Amaneusis Monday: '...tell him he has an uncle on a little island...'

When we think about family members emigrating from their homeland, perhaps never again to set eyes on the parents, siblings, and friends they leave behind, we might often find ourselves focussing solely on the emigrants. We wonder how they were feeling about leaving home for a new world; however, what about the feelings of those who were left behind?

Recently I came across an extraordinary letter which I had never before seen. The letter was in the very bottom of a box of negatives, tucked away within a larger box of photographs. It was written to my mother by her youngest brother, just two hours after he last spoke with her on the day she and my brother emigrated from Ireland to join my father in Canada.

Written by a young man who was barely twenty years old to a sister five years his senior, it is the poignant and sometimes funny prose of a brother who did not know if he would ever again see his sister Mary and his nephew Michael, whom he calls 'Junior' in the letter. It bears all of the words and the feelings that he was perhaps unable to express to her in person.

Dear Mary,

                 This letter will, I expect, arrive just before you do 'Please God', and I hope it finds you well after the journey.

                 The real reason why I am writing, only two hours ago I spoke to you, and I feel terrible guilty for not going as far as 'Liverpool'. I want to say sorry; I could have at least made a better effort to go. I don't want you to understand; 
I should have made a more sincere try at it, only now I realize my mistake.

                 You once said, "Paddy is my favourite brother", and now I want you to know you are and always will be my favourite sister. Let's you and me keep that a little secret.

                 Well Mary, 'Please God' your new surroundings will make you and Michael forever happy. You will I know settle down quickly and use the dollars Canadian style.

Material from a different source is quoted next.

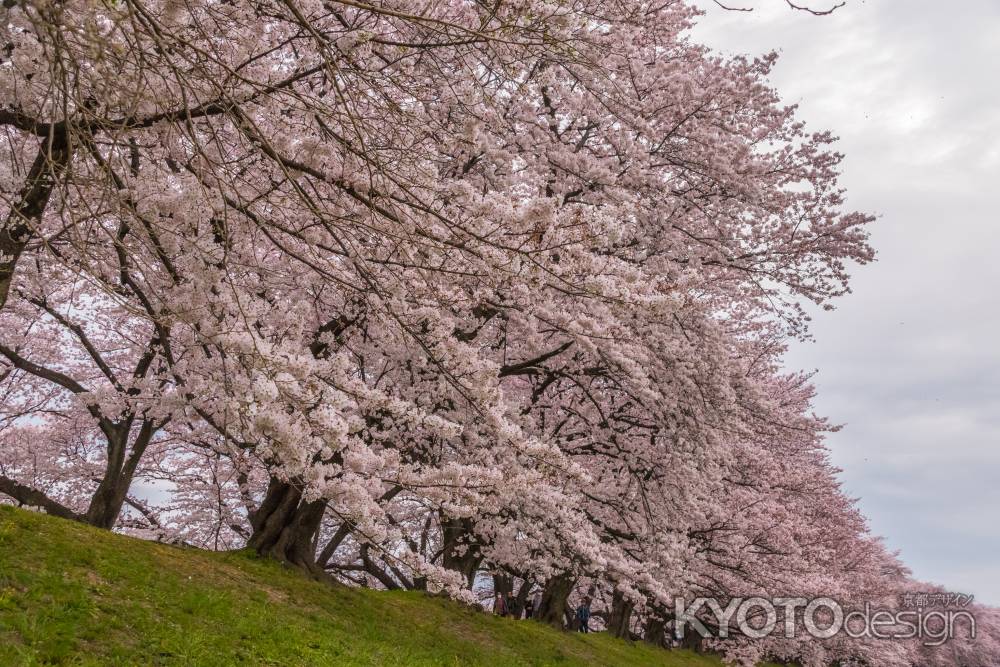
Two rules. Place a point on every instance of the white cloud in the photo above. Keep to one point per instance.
(911, 360)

                 I hope Junior was okay on the trip, and didn't try to throw the captain into the ocean. Or did you feel that way inclined? When Junior grows up 'Please God' tell him he has an uncle on a little island who one day hopes to see him with his Mum and Dad, brothers and sisters, etc, etc. No limit nowadays , especially with that Canadian Climate. It works wonders. Who knows maybe the 'Irish Climate' will play a few tricks on me...

                 Well Mary I could write a longer letter but perhaps some other time. If you ever have time to kill drop me a line, even if it takes you all of your life to do so. I think my address will always at least be "Ireland".

Lots of Love to Michael and Junior.

                                   Take care Mary and God Bless.

                                   Your Loving Brother,




  1. What a sweet and tender letter, though sad to see him reflect on "Paddy is my favourite brother." Hopefully, he had many chances to see his "favourite" sister again...

    1. Hi Jacqi,

      As always, thank you for your comments. It is sad to see such a reflection, although Paddy was the favourite of all of the siblings. He was quite a bit older, and took great care of the younger children. As well, the sense that John did not want to be forgotten seems evident in the letter. This probably speaks to the fact that my mother's youngest brother was raised away from his siblings after their mother died. He was raised by my grandfather's brother and his wife, and so apparently never felt truly part of his family of origin. Although it took more than ten years for my family to return to Ireland, John did have many chances to visit with my mom (and with us) and they remained very close until my mom's death. As well they corresponded with one another on a regular basis.


  2. A letter full of pathos and the realisation that life had truly changed permanently. It was such a sweet letter and no wonder your mother treasured it...perhaps she even felt a little guilty for favouring Paddy even though he was something of a father-figure for them. I was pleased to read that they kept up their correspondence and were able to visit back and forth to that little island of Ireland.

    1. Thanks for your comments Pauleen! They are always much appreciated. So true, as you say, the letter conveys the fact that life was forever changed. One of the phrases which particularly strikes me is, "...only now I realize my error". It must have felt awful to come to such a realisation when in that moment he could do nothing about it. I am thankful that they were able to bridge the miles.